Everton nadal bez wygranej! Beniaminek lepszy w derbach Londynu [WIDEO]
Everton zremisował z Nottingham Forest 1:1 w jednym z popołudniowych meczów Premier League. W innym spotkaniu Fulham rzutem na taśmę zwyciężyło 3:2 Brentford.
Na Goodison Park na najwyższe noty długo pracowali dziś bramkarze reprezentacji Anglii. Zarówno Jordan Pickford, jak i Dean Henderson byli bliscy zachowania czystych kont, mimo że toczony w dobrym tempie mecz Evertonu z Nottingham Forest od początku obfitował w szanse bramkowe.
Wszystko zmieniło się w 81. minucie gry, kiedy Pickford odbił piłkę po strzale Ryana Yatesa prosto pod nogi Brennana Johnsona, a napastnik gości z zimną krwią wyprowadził Forest na prowadzenie.

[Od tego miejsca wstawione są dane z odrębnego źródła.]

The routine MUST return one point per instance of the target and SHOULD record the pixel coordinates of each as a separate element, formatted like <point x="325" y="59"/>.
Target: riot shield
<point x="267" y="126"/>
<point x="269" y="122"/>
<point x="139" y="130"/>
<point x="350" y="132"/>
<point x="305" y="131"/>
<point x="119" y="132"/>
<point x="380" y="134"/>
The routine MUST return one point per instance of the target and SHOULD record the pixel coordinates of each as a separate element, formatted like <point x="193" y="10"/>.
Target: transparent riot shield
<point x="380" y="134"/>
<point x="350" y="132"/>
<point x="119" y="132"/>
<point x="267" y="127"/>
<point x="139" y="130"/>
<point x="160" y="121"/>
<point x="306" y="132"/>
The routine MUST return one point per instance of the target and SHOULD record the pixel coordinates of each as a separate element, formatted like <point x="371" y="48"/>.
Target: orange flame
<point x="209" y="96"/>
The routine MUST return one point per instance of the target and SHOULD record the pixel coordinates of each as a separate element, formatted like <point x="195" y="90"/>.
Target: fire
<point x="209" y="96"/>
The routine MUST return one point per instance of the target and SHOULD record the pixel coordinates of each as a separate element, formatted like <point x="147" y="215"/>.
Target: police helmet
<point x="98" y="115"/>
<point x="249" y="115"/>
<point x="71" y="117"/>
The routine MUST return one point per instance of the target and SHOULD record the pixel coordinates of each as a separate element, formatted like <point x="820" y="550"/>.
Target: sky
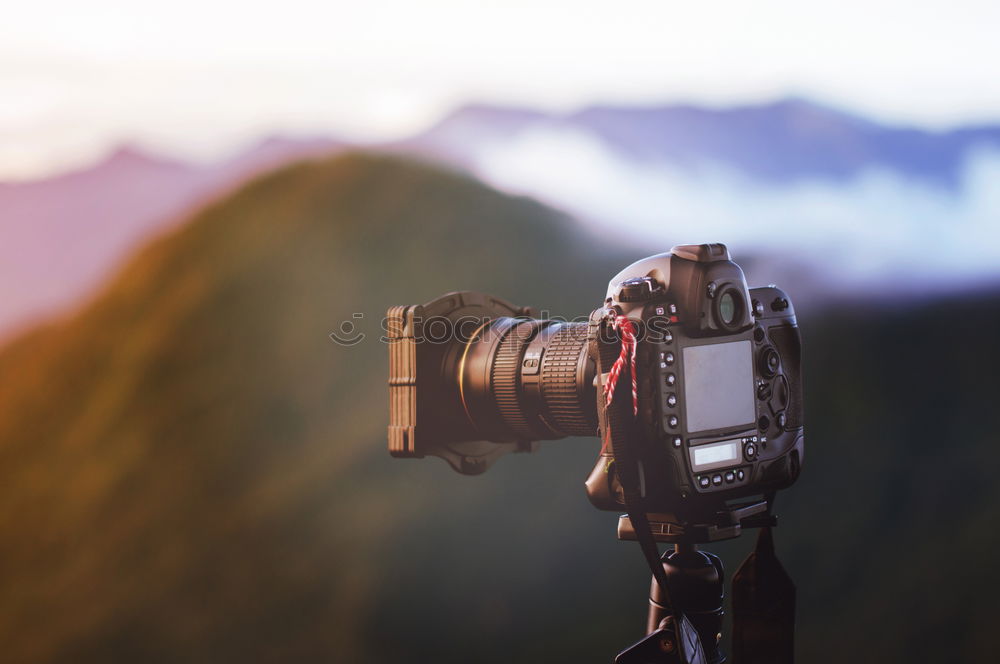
<point x="199" y="79"/>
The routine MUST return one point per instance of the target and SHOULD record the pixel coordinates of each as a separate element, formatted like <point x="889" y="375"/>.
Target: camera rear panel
<point x="725" y="410"/>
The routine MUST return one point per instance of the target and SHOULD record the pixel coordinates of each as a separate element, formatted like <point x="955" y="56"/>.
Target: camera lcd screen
<point x="718" y="385"/>
<point x="707" y="457"/>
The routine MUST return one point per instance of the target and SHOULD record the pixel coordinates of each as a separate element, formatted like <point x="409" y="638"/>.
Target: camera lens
<point x="528" y="379"/>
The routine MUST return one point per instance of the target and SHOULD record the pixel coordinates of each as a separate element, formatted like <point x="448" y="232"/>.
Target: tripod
<point x="763" y="597"/>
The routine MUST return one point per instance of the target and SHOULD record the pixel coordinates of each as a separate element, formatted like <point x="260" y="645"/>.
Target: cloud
<point x="880" y="225"/>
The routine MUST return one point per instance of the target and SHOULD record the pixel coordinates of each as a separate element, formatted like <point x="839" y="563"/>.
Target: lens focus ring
<point x="561" y="377"/>
<point x="504" y="375"/>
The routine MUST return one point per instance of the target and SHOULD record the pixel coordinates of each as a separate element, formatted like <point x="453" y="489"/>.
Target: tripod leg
<point x="696" y="585"/>
<point x="763" y="608"/>
<point x="669" y="644"/>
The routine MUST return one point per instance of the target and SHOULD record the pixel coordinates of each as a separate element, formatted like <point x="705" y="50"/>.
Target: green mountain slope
<point x="191" y="470"/>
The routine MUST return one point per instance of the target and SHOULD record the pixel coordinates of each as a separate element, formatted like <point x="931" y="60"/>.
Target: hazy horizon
<point x="78" y="80"/>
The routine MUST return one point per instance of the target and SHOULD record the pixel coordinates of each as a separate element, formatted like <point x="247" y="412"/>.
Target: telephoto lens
<point x="528" y="379"/>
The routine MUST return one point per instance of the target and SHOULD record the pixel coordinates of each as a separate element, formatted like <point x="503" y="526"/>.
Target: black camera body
<point x="718" y="377"/>
<point x="719" y="384"/>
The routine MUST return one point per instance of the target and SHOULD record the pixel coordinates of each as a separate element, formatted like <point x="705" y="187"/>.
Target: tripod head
<point x="684" y="624"/>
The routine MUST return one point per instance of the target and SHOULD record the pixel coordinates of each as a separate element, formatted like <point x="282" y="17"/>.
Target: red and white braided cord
<point x="626" y="329"/>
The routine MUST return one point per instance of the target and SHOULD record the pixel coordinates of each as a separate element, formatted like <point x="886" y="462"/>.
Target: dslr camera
<point x="714" y="401"/>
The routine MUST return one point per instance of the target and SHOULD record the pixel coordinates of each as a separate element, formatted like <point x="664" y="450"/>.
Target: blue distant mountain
<point x="785" y="141"/>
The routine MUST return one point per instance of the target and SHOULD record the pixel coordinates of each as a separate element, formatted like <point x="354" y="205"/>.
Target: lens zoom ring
<point x="504" y="375"/>
<point x="560" y="390"/>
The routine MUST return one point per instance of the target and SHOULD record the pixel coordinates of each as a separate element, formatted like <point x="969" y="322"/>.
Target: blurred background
<point x="194" y="196"/>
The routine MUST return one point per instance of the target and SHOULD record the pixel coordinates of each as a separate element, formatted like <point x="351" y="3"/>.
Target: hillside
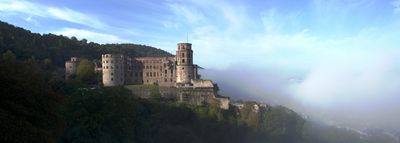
<point x="58" y="48"/>
<point x="38" y="106"/>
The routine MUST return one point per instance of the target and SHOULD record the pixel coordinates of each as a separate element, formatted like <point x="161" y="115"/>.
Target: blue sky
<point x="342" y="52"/>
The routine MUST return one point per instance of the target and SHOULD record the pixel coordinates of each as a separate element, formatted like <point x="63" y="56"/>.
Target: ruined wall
<point x="71" y="67"/>
<point x="199" y="83"/>
<point x="158" y="70"/>
<point x="184" y="66"/>
<point x="113" y="69"/>
<point x="186" y="95"/>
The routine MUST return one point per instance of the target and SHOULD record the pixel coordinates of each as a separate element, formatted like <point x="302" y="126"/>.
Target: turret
<point x="184" y="63"/>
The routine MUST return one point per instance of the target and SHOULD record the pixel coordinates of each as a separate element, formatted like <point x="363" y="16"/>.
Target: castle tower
<point x="113" y="69"/>
<point x="184" y="63"/>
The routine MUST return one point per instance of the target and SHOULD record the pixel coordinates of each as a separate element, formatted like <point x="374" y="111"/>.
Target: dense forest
<point x="58" y="48"/>
<point x="38" y="105"/>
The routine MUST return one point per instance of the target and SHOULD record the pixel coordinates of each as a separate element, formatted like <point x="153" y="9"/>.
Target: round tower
<point x="113" y="69"/>
<point x="184" y="63"/>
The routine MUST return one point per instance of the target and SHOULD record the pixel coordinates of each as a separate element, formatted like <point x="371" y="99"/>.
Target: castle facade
<point x="169" y="71"/>
<point x="176" y="71"/>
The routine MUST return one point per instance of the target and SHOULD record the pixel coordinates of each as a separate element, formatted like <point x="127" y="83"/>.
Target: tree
<point x="9" y="56"/>
<point x="85" y="71"/>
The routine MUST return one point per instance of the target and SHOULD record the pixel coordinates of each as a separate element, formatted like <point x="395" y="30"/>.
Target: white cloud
<point x="90" y="35"/>
<point x="35" y="9"/>
<point x="187" y="13"/>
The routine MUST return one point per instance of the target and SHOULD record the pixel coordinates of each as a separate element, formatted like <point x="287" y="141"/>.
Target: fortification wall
<point x="192" y="96"/>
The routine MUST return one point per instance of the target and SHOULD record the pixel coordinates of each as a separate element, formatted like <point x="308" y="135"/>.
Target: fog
<point x="359" y="94"/>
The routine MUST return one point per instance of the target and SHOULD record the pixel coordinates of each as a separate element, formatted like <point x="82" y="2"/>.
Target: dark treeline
<point x="34" y="109"/>
<point x="37" y="105"/>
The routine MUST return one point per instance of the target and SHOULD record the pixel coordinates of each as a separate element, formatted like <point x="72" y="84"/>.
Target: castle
<point x="170" y="71"/>
<point x="176" y="75"/>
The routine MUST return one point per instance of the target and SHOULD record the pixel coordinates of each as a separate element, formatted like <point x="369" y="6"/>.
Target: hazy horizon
<point x="336" y="60"/>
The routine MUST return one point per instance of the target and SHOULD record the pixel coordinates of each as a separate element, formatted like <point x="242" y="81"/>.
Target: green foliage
<point x="100" y="116"/>
<point x="85" y="71"/>
<point x="29" y="109"/>
<point x="283" y="124"/>
<point x="58" y="48"/>
<point x="8" y="56"/>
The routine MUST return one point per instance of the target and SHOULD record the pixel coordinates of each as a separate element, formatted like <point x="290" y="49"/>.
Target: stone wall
<point x="192" y="96"/>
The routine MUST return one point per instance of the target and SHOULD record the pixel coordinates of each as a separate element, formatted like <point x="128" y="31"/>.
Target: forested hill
<point x="58" y="48"/>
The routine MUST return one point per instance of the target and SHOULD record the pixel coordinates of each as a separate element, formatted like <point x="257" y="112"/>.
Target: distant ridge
<point x="58" y="48"/>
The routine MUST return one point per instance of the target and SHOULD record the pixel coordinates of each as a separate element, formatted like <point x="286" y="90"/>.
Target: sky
<point x="323" y="58"/>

Gospodarze zdążyli jednak odrobić straty. Na dwie minuty przed końcem regulaminowego czasu gry nie kto inny jak Pickford popisał się znakomitym, długim podaniem za linię obrony przeciwnika do Demaraia Graya, który zapewnił Evertonowi dopiero pierwszy punkt w tym sezonie Premier League.
W drugiej połowie w zespole gości zadebiutował najnowszy i zarazem najdroższy w całej historii klubu nabytek - Morgan-Gibbs White.
Everton pozostaje bez wygranej w obecnych rozgrywkach angielskiej ekstraklasy. Tymczasem Forest mają już na koncie cztery "oczka".
Duże emocje towarzyszyły rozgrywanym równolegle, pierwszym w historii Premier League derbom zachodniego Londynu pomiędzy Fulham a Brentford.
Beniaminek angielskiej ekstraklasy objął prowadzenie już w 44. sekundzie spotkania, kiedy na listę strzelców wpisał się Bobby Reid. Gospodarze podwyższyli przewagę w 20. minucie gry. Mocnym uderzeniem głową popisał się wtedy największy letni nabytek Fulham - Joao Palhinha.
Brentford, które przed tygodniem rozbiło aż 4:0 Manchester United, zabrało się za odrabianie strat tuż przed przerwą. Po dośrodkowaniu z rzutu rożnego Mathiasa Jensena do siatki trafił niepilnowany w polu karnym przeciwnika Christian Norgaard.
W drugiej połowie do wyrównania dwukrotnie doprowadził najlepszy strzelec gości - Ivan Toney. O ile za pierwszym razem jego bramka została anulowana po konsultacji z systemem VAR z powodu spalonego, o tyle w 71. minucie nie było już wątpliwości. Po akcji Yoana Wissy napastnik Brentford z bliska wpakował piłkę do siatki.
Ostatnie słowo należało jednak do Fulham. W 90. minucie dośrodkowanie Kevina Mbabu zamienił na gola niezawodny Aleksandar Mitrović, zapewniając ekipie Marco Silvy premierową po powrocie do elity wygraną.
Fulham pozostaje ponadto niepokonane w bieżących rozgrywkach Premier League. Brentford poniosło tymczasem pierwszą porażkę w tym sezonie.